Within hours of the assault on the hotel on Tuesday, al-Shabaab claimed responsibility, according to the SITE Intelligence Group, which monitors terrorist activity.

In the two years since Donald Trump became U.S. President, the Pentagon has dramatically escalated its war on al-Shabaab, launching dozens of air strikes from drones over Somalia. The Pentagon has claimed that these drone attacks have killed hundreds of Somali militants and “degraded” the power of al-Shabaab. But the attack in Nairobi on Tuesday showed that the Islamist militant group remains a lethal menace.

Al-Shabaab, which is affiliated with al-Qaeda, has launched dozens of attacks in Kenya over the past seven years in retaliation for Kenya’s deployment of thousands of troops across its northern border into Somalia.

The Kenyan government, saying that it needed a buffer zone on the Somali side of the border, ordered its troops to invade the southern region of Somalia in 2011. The intervention has become increasingly unpopular in Kenya, according to recent opinion polls.

In one of the most notorious attacks, al-Shabaab militants killed 148 people at Garissa University in northeastern Kenya in 2015.

Tuesday’s incident came on the third anniversary of one of the deadliest attacks of recent years, when hundreds of al-Shabaab jihadis overran a Kenyan base in southern Somalia. The Kenyan government has never disclosed the exact details of the attack, but as many as 200 Kenyan soldiers are reported to have been killed.
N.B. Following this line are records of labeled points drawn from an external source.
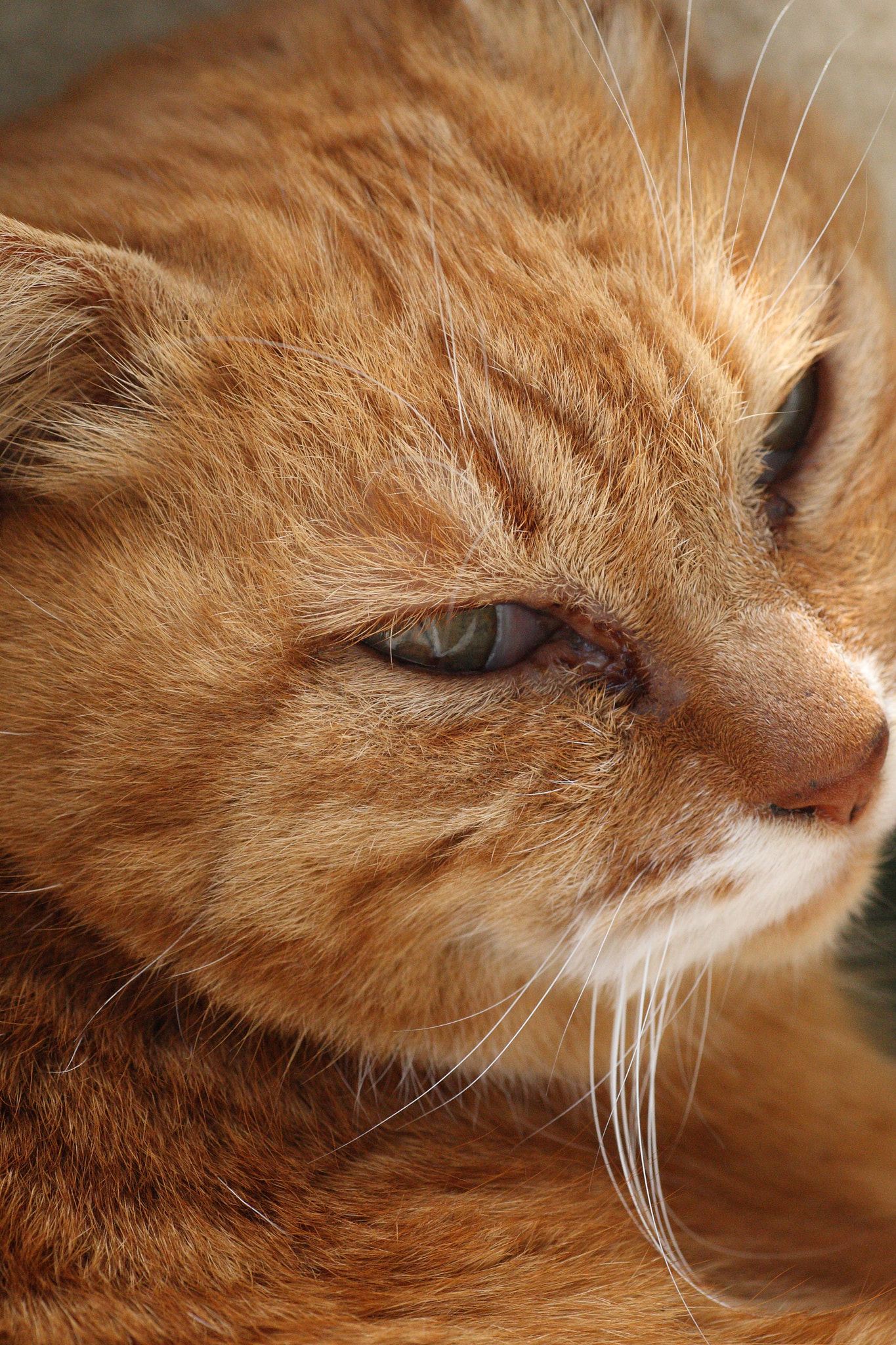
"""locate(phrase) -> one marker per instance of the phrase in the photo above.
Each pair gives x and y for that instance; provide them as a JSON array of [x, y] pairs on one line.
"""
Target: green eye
[[481, 639], [789, 428]]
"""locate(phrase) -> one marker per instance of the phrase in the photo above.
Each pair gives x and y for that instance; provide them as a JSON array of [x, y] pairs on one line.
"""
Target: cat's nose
[[844, 798]]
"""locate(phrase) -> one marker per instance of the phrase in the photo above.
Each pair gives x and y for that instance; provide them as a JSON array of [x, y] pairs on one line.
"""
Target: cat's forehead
[[513, 323]]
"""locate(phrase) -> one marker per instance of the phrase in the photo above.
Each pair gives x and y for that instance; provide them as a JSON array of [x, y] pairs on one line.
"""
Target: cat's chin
[[816, 925]]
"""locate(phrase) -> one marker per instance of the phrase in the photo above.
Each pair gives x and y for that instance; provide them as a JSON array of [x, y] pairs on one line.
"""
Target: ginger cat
[[448, 654]]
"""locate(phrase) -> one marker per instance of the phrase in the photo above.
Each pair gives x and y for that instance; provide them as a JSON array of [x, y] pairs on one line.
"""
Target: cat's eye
[[789, 428], [481, 639]]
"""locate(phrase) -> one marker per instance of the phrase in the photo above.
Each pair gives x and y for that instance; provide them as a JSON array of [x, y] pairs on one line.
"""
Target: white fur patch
[[766, 870]]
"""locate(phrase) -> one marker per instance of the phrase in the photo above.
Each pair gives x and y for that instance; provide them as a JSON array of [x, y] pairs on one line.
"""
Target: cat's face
[[480, 359]]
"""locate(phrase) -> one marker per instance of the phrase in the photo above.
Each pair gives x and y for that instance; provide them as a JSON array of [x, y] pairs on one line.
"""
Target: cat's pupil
[[481, 639], [789, 428]]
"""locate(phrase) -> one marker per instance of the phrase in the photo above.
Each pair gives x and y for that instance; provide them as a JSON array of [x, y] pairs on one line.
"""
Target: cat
[[448, 657]]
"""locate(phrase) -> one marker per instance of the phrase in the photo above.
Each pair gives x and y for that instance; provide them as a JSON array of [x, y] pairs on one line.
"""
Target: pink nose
[[844, 799]]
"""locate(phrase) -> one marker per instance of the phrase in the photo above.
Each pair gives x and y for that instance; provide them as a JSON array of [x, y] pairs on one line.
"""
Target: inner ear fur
[[82, 337]]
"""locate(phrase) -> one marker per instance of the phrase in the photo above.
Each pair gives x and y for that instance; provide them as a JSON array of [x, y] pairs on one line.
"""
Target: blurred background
[[45, 43]]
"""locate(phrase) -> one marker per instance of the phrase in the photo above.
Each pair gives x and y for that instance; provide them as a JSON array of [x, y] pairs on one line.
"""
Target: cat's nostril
[[845, 798]]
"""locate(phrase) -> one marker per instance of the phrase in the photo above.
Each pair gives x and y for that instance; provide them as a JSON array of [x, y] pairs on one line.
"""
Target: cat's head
[[465, 556]]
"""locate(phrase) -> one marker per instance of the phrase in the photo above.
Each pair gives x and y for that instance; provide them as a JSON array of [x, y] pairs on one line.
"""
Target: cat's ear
[[82, 332]]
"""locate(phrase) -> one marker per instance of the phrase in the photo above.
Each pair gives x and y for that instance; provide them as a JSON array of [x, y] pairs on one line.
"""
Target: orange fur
[[313, 323]]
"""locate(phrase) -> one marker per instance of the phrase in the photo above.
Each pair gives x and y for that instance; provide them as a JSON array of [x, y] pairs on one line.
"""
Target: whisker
[[740, 127], [653, 194], [789, 160]]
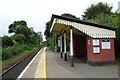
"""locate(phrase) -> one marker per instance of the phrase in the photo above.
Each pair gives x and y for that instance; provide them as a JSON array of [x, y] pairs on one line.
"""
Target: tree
[[97, 9], [47, 30], [69, 16], [20, 38], [7, 41]]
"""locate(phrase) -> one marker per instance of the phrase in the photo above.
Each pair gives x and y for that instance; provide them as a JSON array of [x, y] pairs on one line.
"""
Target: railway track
[[14, 71]]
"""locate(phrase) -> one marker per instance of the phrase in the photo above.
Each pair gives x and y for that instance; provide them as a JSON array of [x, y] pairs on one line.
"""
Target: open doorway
[[80, 47]]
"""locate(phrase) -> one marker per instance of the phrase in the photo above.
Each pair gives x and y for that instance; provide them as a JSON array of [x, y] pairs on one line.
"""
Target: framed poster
[[95, 42], [96, 49], [106, 44]]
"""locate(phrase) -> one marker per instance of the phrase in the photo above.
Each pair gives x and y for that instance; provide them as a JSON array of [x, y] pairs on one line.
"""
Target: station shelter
[[93, 41]]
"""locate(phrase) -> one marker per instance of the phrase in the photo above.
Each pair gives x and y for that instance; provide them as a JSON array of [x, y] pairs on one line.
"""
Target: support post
[[71, 47], [65, 54], [61, 47]]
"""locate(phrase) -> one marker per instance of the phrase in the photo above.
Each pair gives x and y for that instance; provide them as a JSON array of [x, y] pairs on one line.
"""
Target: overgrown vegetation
[[23, 39]]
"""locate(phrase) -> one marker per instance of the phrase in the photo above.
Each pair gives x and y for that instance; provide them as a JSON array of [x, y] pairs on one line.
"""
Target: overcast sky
[[37, 12]]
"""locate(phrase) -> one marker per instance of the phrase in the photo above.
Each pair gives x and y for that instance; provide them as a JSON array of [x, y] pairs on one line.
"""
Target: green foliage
[[18, 38], [7, 41], [15, 50], [97, 9], [69, 16], [23, 34]]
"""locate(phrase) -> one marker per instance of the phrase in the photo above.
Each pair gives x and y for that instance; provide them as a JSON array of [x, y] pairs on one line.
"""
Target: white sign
[[96, 49], [95, 42], [105, 44]]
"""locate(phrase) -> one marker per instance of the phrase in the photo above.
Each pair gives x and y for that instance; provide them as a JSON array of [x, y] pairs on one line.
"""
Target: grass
[[9, 62]]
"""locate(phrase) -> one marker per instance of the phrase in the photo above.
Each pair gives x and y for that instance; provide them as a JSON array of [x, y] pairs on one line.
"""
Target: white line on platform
[[28, 65]]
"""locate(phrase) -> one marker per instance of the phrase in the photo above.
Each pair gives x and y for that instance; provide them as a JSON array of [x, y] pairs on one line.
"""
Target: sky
[[37, 12]]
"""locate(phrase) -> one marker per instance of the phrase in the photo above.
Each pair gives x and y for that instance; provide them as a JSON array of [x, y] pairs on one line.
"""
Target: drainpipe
[[65, 54], [61, 46], [71, 47]]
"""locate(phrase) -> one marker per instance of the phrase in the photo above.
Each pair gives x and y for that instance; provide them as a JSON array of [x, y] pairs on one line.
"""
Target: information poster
[[95, 42], [105, 44], [96, 49]]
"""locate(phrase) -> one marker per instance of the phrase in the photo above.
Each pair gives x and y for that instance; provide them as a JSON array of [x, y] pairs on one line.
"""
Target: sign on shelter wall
[[106, 44]]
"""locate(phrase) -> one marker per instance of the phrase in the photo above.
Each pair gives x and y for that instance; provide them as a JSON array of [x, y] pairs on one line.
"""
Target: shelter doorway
[[80, 47]]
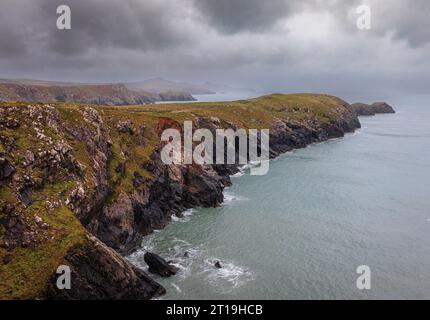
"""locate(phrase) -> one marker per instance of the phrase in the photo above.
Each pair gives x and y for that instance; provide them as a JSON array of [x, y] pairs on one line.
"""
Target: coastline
[[120, 209]]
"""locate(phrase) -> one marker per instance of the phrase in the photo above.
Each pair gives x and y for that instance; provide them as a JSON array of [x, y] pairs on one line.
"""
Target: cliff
[[362, 109], [103, 94], [82, 184]]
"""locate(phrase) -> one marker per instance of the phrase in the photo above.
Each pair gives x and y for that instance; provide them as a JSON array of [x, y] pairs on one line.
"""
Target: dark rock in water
[[158, 265], [382, 107], [362, 109], [7, 259]]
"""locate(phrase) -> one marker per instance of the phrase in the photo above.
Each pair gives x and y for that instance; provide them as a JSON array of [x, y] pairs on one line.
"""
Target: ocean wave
[[230, 197]]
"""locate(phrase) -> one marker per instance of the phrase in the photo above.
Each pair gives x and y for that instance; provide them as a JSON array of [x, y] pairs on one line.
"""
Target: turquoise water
[[301, 231]]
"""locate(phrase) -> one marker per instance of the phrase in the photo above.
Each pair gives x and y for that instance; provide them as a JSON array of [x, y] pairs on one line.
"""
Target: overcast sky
[[271, 45]]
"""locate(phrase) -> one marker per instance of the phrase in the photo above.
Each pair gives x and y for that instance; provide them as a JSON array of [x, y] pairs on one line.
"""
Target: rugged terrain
[[80, 185], [102, 94]]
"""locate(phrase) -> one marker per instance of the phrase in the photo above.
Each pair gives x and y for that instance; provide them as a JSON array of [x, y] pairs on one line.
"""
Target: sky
[[271, 45]]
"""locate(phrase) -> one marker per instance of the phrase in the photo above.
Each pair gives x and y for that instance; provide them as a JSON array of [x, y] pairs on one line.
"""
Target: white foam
[[176, 287], [230, 197]]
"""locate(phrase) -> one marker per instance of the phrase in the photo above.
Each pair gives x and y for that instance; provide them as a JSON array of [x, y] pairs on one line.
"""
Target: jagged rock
[[137, 179], [125, 127], [158, 265], [24, 195], [98, 272], [6, 168], [28, 158]]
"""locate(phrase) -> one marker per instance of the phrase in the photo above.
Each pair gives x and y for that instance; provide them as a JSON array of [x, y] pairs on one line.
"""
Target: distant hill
[[103, 94], [158, 85]]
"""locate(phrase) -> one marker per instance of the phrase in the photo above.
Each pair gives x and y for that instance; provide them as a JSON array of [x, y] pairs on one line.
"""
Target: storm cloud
[[273, 45]]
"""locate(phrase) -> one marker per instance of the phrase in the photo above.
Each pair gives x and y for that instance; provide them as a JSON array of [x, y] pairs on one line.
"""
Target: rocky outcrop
[[98, 272], [362, 109]]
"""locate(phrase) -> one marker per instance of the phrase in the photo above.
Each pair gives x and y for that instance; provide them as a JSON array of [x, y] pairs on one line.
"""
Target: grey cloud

Until now, Nairobi had not had a terrorist attack in the five years since the Westgate incident, but there were clear signs that al-Shabaab was still trying to launch attacks in the Kenyan capital. Last February, Kenyan police intercepted a vehicle from Somalia that was packed with explosives and rifles for use in an intended attack in Nairobi, according to a report by the United Nations monitoring group on Somalia.

The border between Kenya and Somalia is so porous that the members of al-Shabaab can cross it easily by paying bribes of as little as US$20 to corrupt Kenyan and Somali border guards, the UN report said.

“Despite ongoing efforts by international forces to eliminate al-Shabaab’s leadership, in particular through the use of air strikes, the group’s ability to carry out complex asymmetric attacks in Somalia remains undiminished,” the monitoring group said in its report to the UN Security Council in November.

It noted that al-Shabaab killed almost 600 people in Mogadishu in October, 2017, by detonating a truck bomb with the equivalent of more than 1,200 kilograms of TNT. It was believed to be the largest explosive device that the militia had ever constructed.

To finance its activities, al-Shabaab runs a system of taxation in central and southern Somalia, the UN report said. It estimated that the Islamist group collects about US$10-million a year from one checkpoint alone in the Bay region.

“Case studies into al-Shabaab’s domestic financing revealed that the militant group generates more than enough revenue to sustain its insurgency,” the report said.